A member of the US Federal Reserve and President of the St. Louis Federal Bank, James Bullard, expressed that more interest rate hikes are coming in the upcoming meetings, and assured that the economic expansion will continue in the current year, speaking about the labor market, saying that it is still solid, and indicates the strength of the US economy.

Over the weekend, Federal Reserve Board member Christopher Waller also said that he supports a 75 basis point rate hike in July if the data comes out as expected.

On the other hand, the US dollar index DXY is still extending the beginning of the week’s losses to 104.30, down 0.20%, while the 10-year US Treasury yields recorded a three-day bullish trend around 3.284%.
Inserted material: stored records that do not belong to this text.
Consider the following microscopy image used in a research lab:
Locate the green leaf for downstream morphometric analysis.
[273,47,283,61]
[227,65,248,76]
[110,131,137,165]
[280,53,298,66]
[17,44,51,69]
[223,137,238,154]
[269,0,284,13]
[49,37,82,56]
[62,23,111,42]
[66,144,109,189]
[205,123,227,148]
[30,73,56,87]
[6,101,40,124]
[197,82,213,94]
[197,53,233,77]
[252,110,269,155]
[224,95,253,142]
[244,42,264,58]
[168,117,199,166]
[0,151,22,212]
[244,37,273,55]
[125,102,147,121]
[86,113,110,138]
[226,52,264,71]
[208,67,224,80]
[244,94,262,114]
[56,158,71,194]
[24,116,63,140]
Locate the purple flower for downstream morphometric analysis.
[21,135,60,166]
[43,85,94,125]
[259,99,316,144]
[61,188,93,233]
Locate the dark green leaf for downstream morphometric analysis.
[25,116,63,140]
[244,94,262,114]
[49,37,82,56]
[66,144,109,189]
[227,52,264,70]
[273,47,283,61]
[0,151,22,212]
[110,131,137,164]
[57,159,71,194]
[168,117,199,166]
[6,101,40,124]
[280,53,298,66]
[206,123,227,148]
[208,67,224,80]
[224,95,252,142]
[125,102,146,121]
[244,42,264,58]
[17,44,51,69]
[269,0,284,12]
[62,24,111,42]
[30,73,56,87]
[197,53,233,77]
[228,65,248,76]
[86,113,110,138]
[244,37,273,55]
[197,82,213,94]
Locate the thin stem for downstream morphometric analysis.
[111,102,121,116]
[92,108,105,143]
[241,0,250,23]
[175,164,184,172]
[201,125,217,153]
All eyes will be on as Federal Reserve Chairman Jerome Powell will testify in his semi-annual monetary policy report before the Senate on Wednesday and will repeat his statement before a different committee on Thursday, where market participants will look for clues about economic developments in the US.

Looking at the most important events that may affect the pair’s performance, on the American side, in addition to Jerome Powells statements on Wednesday and Thursday, there will also be a reading of the final consumer confidence in Michigan for the month of June, and this week we will also see the results of the existing home sales indicators, along with orders mortgage and initial unemployment benefits claims.
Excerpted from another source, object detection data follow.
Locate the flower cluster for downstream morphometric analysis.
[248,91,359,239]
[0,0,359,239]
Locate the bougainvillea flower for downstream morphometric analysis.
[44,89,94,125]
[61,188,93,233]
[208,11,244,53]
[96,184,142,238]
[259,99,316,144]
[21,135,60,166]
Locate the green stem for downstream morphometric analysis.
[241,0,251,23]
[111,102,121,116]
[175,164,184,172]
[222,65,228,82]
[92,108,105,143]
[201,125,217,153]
On the Canadian side, the retail sales data for the month of April will be significant on Tuesday, as core sales are expected to come in at 0.8%, up from 0.2% in March, while sales excluding cars are expected to come in at 0.6%, down from the previous 2.4% in March and the CPI for May, which is expected to come in at 0.4%, compared to 0.7% in April.

Support and resistance levels

On the 4 hour chart, the instrument failed to consolidate above the Bollinger Bands moving average. The indicator is directed downward and the price range has shrunk, indicating that the current trend is about to change.The momentum chart is above the 100 level, which gives sell signals. The Envelopes indicator gives buy signals.

  • Support levels: 1.30775, 1.30200, 1.29725.
  • Resistance levels: 1.29200, 1.28675, 1.28125.

Trading scenarios

  • Long positions should be opened at the 1.29200 with a target of 1.29725 and a stop loss at 1.281675. Implementation period: 1-3 days.
  • Short positions can be opened above the level of 1.28675 with a target of 1.28125 and a stop-loss at the level of 1.29200. Implementation period: 1-3 days.